Exploiting Contract Workers

ACORN International Labor Organizing
Facebooktwitterredditlinkedin
New Orleans Reading an surprisingly good article in the New York Times about the union fight in Indonesia against the great mega-retailer Carrefour to win rights for contract workers that they thought they had gained in a strike earlier this year, I was struck by how blind we all are to similar worker exploitation right in front of our eyes every day.  We are not blinded so much by ignorance as by ubiquitous corporate deceit and sleight of hand.  The worker smiling across the counter, hauling our garbage can, delivering our prescription, telling us about the traffic on the way from the airport, and in many other situations is not really working for the company whose name is on their uniform, but often an exploited contract worker in disguise.
Recently talking to Ken Paff, the long time organizer for Teamsters for a Democratic Union (TDU) about any new organizing being done by the Teamsters, he was incredulous when I told him that Waste Management and many other companies really only employed the drivers on those privatized municipal sanitation trucks, because the laborers on the back end of the trucks were almost always contracted, casual and temporary workers.  I knew because Local 100 has represented them with all of the garbage companies in New Orleans, Dallas, and elsewhere for years.  It’s part of the business model, pure and simple.  Offload the workman’s compensation liability on someone else because running in traffic behind a multi-ton truck is very dangerous work and besides who knows (cares?) what they might be paid for the work and the risk.  Just like the Indonesian worker was quoted  by Sara Schonhardt in the Times, “New employees who are young and ready to enter the work force will take whatever pay they can get…” and this sets the stage for exploitation obviously.
Taking a cab into the city from the Metro Airport in Detroit I saw an envelope between the cabbie’s seats that was marked UAW.  I asked him if he was represented by the autoworkers union.  He was on the organizing committee of a difficult drive to organize the company with the UAW’s help, but they kept being rebuffed as “contract” workers.  To same “in name only” beggars the question of the weaknesses of labor laws for this burgeoning sector of the domestic and global workforce.

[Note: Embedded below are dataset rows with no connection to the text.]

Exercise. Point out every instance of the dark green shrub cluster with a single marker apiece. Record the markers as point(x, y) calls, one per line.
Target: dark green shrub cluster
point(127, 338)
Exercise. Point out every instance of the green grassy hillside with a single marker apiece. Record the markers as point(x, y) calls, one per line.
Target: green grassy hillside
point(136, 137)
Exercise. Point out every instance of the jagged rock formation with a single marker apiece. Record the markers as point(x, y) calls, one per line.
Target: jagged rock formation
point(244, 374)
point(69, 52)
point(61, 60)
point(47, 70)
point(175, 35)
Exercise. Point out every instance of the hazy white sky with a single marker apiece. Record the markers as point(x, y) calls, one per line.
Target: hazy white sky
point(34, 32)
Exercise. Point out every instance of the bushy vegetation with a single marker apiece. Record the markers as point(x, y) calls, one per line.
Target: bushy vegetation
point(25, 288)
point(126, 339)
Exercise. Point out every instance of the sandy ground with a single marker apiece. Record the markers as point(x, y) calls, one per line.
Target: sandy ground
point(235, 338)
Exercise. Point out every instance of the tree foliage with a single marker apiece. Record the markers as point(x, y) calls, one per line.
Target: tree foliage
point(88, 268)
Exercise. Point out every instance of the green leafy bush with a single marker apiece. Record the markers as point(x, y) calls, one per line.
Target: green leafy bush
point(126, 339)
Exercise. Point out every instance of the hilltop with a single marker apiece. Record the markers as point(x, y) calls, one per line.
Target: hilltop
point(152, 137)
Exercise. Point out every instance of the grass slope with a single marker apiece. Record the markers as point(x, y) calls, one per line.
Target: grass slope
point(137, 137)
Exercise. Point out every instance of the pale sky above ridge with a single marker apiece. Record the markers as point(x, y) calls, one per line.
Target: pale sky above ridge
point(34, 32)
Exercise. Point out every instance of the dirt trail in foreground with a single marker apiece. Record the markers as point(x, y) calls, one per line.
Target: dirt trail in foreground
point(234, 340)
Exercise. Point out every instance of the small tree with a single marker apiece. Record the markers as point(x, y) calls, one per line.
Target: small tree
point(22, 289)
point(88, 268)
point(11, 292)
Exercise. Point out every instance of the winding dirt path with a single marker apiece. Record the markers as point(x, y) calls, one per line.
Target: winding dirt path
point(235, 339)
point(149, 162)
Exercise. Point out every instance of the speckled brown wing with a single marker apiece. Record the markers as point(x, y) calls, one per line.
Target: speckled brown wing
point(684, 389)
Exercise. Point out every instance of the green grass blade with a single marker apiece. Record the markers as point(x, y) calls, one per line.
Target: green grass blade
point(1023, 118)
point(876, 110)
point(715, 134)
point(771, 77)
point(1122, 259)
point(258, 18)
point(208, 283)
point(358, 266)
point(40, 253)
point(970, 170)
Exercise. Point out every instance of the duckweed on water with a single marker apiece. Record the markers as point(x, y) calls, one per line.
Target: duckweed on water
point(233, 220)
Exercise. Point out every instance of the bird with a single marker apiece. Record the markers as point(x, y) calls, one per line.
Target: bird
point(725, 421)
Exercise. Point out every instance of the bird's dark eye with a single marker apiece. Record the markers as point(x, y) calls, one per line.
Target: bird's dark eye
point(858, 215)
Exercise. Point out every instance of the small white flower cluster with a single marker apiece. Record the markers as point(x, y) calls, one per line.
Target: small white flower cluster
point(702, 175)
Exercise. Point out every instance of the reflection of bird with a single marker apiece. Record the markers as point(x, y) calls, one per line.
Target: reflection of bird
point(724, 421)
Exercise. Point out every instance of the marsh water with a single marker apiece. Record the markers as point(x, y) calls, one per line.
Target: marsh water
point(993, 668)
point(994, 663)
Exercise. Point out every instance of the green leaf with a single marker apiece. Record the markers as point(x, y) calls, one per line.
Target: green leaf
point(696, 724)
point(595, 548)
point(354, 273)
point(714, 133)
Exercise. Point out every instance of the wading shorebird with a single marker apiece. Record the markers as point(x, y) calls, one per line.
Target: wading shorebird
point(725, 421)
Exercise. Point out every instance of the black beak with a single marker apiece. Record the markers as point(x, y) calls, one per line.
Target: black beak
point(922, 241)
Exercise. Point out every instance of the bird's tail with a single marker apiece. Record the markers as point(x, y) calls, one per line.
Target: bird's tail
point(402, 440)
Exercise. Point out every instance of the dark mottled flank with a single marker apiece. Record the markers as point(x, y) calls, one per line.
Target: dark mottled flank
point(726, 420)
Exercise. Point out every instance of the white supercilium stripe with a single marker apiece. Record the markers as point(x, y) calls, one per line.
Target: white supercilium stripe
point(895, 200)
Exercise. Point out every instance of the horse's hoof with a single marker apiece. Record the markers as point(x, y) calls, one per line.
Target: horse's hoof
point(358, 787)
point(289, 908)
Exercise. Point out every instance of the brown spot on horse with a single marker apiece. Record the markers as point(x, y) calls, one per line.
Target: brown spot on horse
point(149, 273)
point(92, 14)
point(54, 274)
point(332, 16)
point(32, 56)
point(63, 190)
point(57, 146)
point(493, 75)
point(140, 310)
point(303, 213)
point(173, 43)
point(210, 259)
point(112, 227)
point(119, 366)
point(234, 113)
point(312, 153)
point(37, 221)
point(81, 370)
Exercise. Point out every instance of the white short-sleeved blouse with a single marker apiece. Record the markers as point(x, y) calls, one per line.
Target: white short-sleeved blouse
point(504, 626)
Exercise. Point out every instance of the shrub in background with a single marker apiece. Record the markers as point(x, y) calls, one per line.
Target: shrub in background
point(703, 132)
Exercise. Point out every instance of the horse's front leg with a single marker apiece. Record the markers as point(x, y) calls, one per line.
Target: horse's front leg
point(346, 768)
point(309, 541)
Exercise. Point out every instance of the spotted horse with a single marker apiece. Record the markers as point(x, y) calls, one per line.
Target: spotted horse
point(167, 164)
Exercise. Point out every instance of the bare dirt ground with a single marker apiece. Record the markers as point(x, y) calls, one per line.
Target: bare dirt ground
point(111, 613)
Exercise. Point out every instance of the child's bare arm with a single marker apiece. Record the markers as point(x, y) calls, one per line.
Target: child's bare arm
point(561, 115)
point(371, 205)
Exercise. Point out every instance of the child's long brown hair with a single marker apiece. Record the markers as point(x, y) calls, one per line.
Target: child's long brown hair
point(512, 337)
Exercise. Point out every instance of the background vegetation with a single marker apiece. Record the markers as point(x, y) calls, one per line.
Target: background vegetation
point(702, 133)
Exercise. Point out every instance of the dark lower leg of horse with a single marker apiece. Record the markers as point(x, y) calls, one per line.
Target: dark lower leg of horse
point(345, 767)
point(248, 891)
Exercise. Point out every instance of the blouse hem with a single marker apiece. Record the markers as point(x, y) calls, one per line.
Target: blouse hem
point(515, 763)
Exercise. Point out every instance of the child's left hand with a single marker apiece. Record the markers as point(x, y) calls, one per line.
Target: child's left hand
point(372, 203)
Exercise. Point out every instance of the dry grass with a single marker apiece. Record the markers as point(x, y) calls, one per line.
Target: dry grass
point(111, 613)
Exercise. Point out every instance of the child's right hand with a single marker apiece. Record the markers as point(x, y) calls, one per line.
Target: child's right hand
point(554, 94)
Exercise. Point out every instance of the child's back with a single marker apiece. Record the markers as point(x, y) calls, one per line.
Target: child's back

Of course it goes without saying that this is part of why ACORN International’s India FDI Watch Campaign continues to insist that Carrefour, Walmart, Metro, Tesco, and other giant multi-brand retailers must agree to labor standards, job protections, and community benefits before entering India.  The notion of using contract workers in retail to escape national labor laws providing protections and benefits is well established.    For example in Mexico where Walmart is well established as Mexico’s largest private sector employer (just as they are in the USA and Canada), when you are watching the cashier ring up your bill and someone else bag your groceries, just like in Indonesia, you are talking to a contract worker with a smiley face on their shirt just like the rest of the Walmart “associates.”

Not all associates are created or treated equally it seems.  This is a critical issue that could easily be solved either by worker action or by closing the loopholes in the labor laws.  It would be wonderful if both workers and lawmakers could combine to fix this problem in many countries, though that seems like a Christmas kind of wish and too much to hope.